[systemd-devel] Deadlocks with reloading jobs which are part of current transaction [was: [PATCH] Avoid reloading services when shutting down]

Wed Feb 4 10:36:09 PST 2015

On Wed, 04.02.15 20:19, Uoti Urpala (uoti.urpala at pp1.inet.fi) wrote:

> On Wed, 2015-02-04 at 16:38 +0100, Lennart Poettering wrote:
> > On Wed, 04.02.15 15:25, Martin Pitt (martin.pitt at ubuntu.com) wrote:
> > > Lennart Poettering [2015-02-04 13:27 +0100]:
> > > > On Wed, 04.02.15 08:56, Martin Pitt (martin.pitt at ubuntu.com) wrote:
> > > > >  - Don't enqueue a reload if the service to be reloaded isn't running.
> > > > >    E. g. postfix.service "inactive/dead" in
> > > > >    https://bugs.debian.org/635777 or smbd.service "start/waiting" in
> > > > >    https://launchpad.net/bugs/1417010.  This would completely avoid
> > > > >    the deadlock in most situations already, and doesn't change the
> > > > >    semantics for working use cases either, so this should even be
> > > > >    applicable for upstream?
> > > > 
> > > > No, this would open up the door for races. The guarantee we give
> > > > around blocking operations, is that by the time they return the
> > > > operation or an equivalent has been executed. More specifically, if
> > > > you start a service, and it is in "starting", and then issue a
> > > > "reload" or "restart", and it returns you *know* that the
> > > > configuration that was on disk at the time you issued the "reload" or
> > > > "restart" -- or a newer one -- is in place. If you'd suppress the
> > > > reload/restart in this case, then you will not get that guarantee,
> > > > because the configuration ultimately loaded might be the one from the
> > > > time the daemon was first put into starting mode at.
> 
> You're missing an essential point here: there's a distinction between
> skipping reloads for services which have not not been dispatched, and
> skipping reloads for services for which startup code is already running
> (and may be using existing configuration) but which have not reached
> full "running" status yet.
> 
> The former is the correct behavior (but currently handled wrong by
> systemd!), and never causes races. Only the latter can cause races like
> described above.

These two cases aren't that different.
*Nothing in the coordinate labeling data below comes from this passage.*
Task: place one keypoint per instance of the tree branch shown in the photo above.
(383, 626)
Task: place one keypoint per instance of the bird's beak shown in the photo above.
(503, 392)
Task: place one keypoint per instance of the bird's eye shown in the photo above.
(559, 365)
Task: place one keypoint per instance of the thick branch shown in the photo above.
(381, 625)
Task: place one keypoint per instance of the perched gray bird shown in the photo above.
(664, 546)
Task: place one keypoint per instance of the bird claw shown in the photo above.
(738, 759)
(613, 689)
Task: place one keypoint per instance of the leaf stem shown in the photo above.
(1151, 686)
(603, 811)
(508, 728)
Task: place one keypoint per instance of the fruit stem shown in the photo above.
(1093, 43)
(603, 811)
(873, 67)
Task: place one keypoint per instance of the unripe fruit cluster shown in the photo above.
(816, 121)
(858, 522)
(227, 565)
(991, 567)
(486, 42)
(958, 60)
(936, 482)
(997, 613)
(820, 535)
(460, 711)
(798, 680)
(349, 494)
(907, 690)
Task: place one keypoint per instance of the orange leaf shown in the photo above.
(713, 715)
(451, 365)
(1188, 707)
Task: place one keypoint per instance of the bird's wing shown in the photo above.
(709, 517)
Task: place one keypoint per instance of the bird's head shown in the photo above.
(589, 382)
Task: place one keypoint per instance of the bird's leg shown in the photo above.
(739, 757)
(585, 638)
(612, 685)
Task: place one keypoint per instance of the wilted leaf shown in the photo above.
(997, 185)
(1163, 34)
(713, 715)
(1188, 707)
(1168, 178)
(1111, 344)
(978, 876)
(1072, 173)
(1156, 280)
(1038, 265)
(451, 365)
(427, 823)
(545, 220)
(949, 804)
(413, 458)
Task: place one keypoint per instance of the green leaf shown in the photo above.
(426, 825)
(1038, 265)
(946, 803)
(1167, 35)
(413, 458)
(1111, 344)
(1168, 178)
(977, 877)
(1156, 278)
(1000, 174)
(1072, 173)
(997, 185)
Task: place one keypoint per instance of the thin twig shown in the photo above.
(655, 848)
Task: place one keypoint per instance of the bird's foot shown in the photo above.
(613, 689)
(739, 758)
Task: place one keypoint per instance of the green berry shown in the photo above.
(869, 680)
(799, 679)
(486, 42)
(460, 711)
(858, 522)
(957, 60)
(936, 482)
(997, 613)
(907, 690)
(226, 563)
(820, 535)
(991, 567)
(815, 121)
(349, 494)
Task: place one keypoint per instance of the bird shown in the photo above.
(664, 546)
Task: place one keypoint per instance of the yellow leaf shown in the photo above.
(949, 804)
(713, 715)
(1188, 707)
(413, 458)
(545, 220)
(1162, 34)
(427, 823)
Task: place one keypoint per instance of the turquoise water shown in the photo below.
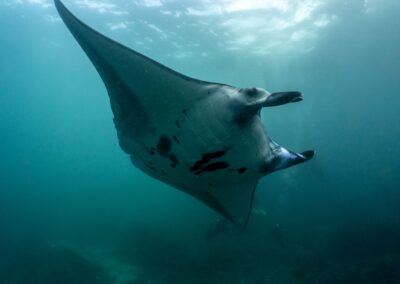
(74, 210)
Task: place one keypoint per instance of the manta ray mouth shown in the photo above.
(297, 99)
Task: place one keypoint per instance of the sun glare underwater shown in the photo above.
(73, 208)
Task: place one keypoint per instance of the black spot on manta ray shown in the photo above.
(164, 145)
(214, 155)
(242, 170)
(215, 166)
(207, 157)
(173, 159)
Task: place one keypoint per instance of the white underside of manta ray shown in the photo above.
(205, 139)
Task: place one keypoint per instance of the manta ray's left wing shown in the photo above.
(140, 89)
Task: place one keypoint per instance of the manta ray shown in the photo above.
(203, 138)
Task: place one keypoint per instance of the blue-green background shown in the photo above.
(74, 210)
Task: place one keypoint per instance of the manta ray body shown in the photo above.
(205, 139)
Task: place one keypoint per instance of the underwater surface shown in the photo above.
(73, 209)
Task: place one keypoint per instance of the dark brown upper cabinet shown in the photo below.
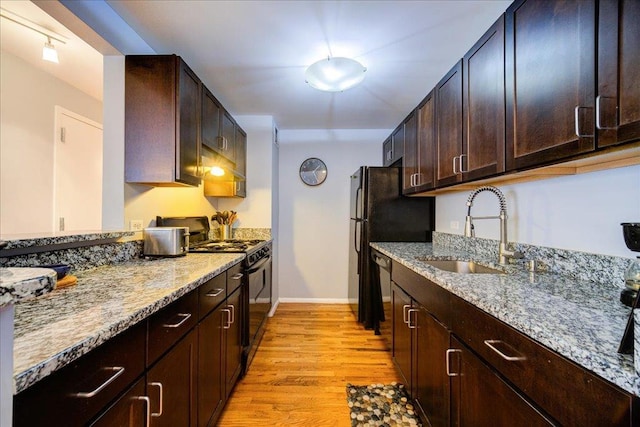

If somebody pushes an
additional job into the queue that wants to run before the reload but
after the service is up you cannot ot flush out the reload just
because the service has not started yet... 

Whether you change config in your current context, or you do so from a
new unit's context is no difference: we cannot move anything that is
supposed to happen after that change before it, and we cannot remove it
either...

There are some forms of coalescing possible, but we already do all of
the ones that are safe...

> Fixing the systemd semantics should fix most of the bootup deadlock
> cases. This is not a "sysv workaround" or anything like that. The
> current systemd semantics are wrong and undesirable for new code,
> regardless of any legacy compatibility issues. Fixing them would give
> semantics that are more logically correct and work better in
> practice.

No, totally not. THe current semantics give the necessary guarantees
that changing a config file from any context you like or queing a file
config change from any config you like, and then queuing a reload will
take effect, regardless if there's a job for the unit already queued,
running or anything else.

Lennart

-- 
Lennart Poettering, Red Hat